Background
The global NASA/Indian Space Research Organization (ISRO) Synthetic Aperture Radar (NISAR) soil moisture product, a Satellite Needs Working Group (SNWG) solution, will provide a well-calibrated and validated soil moisture product with 200-meter resolution globally (approximately 400-m for the Sahara due to challenges of measuring soil moisture in dry sand). There will be a minimum of two products every 12 days from both ascending and descending orbits, with more frequent observations at higher latitudes as the orbits begin to converge closer to the poles.
Status: Coming Soon
The NISAR soil moisture product has entered the calibration/validation phase, with NASA-supported field campaigns underway to measure soil moisture and vegetation properties.
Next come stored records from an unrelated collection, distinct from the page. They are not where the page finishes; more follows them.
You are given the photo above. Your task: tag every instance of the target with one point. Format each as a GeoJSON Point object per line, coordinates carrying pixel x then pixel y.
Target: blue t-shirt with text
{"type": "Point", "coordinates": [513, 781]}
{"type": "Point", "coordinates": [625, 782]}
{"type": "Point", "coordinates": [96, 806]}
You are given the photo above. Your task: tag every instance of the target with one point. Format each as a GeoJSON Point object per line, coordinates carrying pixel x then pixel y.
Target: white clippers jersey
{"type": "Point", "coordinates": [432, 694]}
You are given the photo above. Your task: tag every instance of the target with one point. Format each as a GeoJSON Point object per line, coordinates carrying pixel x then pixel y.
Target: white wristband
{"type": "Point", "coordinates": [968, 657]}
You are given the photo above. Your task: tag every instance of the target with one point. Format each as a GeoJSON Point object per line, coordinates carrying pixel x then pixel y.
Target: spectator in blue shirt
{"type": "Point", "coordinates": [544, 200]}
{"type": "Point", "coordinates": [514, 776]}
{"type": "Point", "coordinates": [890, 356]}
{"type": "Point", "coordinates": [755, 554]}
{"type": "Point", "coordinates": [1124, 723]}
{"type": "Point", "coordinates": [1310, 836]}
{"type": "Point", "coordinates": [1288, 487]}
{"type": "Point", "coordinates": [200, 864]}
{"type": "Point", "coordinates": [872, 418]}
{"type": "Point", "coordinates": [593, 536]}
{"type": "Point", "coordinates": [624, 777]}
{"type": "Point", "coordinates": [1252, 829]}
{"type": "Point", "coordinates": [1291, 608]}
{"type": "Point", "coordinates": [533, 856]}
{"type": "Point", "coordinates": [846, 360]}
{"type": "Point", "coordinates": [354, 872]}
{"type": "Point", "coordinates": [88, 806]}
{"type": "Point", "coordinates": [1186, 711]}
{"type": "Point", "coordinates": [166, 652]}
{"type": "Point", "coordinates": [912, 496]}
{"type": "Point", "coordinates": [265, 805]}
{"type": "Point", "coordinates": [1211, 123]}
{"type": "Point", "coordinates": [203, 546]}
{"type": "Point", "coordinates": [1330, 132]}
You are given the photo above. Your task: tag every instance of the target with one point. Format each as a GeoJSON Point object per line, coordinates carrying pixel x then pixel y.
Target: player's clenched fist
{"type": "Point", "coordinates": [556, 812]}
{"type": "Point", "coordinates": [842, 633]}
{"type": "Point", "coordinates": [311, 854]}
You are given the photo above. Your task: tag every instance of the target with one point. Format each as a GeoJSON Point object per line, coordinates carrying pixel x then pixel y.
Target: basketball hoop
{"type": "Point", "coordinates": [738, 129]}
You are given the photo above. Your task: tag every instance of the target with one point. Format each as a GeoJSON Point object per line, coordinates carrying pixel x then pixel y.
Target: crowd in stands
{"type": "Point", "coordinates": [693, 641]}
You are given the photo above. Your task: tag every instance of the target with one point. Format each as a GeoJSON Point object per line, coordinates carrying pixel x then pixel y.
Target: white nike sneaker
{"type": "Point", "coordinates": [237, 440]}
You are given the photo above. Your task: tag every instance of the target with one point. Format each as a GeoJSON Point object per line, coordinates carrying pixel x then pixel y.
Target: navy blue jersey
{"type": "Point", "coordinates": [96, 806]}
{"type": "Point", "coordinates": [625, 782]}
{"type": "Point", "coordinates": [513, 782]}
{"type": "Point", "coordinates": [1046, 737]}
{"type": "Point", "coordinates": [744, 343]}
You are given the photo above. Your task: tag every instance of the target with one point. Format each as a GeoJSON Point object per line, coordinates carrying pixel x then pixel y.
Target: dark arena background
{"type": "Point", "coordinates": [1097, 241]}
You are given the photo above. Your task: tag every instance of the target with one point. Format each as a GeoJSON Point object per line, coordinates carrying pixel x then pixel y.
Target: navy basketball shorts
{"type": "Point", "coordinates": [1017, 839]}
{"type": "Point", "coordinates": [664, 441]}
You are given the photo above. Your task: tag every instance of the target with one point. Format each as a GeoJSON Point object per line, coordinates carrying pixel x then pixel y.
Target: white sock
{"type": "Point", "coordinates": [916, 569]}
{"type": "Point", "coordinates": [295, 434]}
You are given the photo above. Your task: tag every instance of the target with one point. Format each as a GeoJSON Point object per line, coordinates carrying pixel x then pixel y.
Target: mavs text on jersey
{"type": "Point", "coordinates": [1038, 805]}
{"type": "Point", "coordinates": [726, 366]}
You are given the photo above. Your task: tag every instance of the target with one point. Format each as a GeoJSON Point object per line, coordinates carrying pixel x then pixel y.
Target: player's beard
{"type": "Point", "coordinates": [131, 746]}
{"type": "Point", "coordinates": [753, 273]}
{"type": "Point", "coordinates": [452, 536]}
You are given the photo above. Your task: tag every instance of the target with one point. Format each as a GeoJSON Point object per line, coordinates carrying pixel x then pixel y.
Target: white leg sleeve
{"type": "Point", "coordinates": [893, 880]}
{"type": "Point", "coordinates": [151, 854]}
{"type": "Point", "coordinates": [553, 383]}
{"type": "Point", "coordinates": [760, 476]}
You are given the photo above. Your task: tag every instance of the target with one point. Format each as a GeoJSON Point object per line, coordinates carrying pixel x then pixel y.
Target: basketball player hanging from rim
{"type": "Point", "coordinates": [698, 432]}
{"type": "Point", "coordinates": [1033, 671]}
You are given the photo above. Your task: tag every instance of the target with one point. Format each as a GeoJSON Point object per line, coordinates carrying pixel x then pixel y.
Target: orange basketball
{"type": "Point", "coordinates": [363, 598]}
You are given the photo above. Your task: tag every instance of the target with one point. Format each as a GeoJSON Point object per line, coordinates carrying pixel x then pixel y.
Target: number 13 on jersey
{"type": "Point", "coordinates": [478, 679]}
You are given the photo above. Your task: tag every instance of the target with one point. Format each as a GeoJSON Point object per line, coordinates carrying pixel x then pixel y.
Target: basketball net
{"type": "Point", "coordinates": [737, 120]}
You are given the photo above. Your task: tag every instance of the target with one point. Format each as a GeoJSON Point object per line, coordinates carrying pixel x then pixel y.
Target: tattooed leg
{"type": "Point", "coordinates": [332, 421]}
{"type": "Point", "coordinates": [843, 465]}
In areas where soil moisture is expected to vary over small spatial scales, such as in agricultural areas, the preliminary NISAR soil moisture product shows clear differences that were not observable prior to NISAR.
Solution Characteristics
| Platform | NISAR |
|---|---|
| Instrument | 24 cm wavelength L-band Synthetic Aperture Radar (L-SAR) |
| Processing Level | 3 (variables mapped on uniform space-time grid scales, with some completeness and consistency) |
| Temporal Coverage | Based on NISAR availability |
| Temporal Frequency | 6-12 days |
| Latency | 72 hours |
| Spatial Coverage | Near-global (outside of regions with permanent ice) |
| Spatial Resolution | 200 m (400 m for the Sahara Desert) |
| Data Format | HDF5 |
Societal Impact
Near-global maps of soil moisture are of high relevance for a range of agencies and applications, including many hydrological, biological, and biogeochemical processes. Soil moisture data is required for estimation of crop yields, crop hazard alerts due to drought and flood, forecasting of food demands, forest fire prediction, water supply management, and other natural resource activities.
Solution Resources
Interested in learning more about this solution? For more information, see the Global NISAR Soil Moisture: SNWG Solution Fact Sheet and visit the NISAR website hosted by NASA's Jet Propulsion Laboratory.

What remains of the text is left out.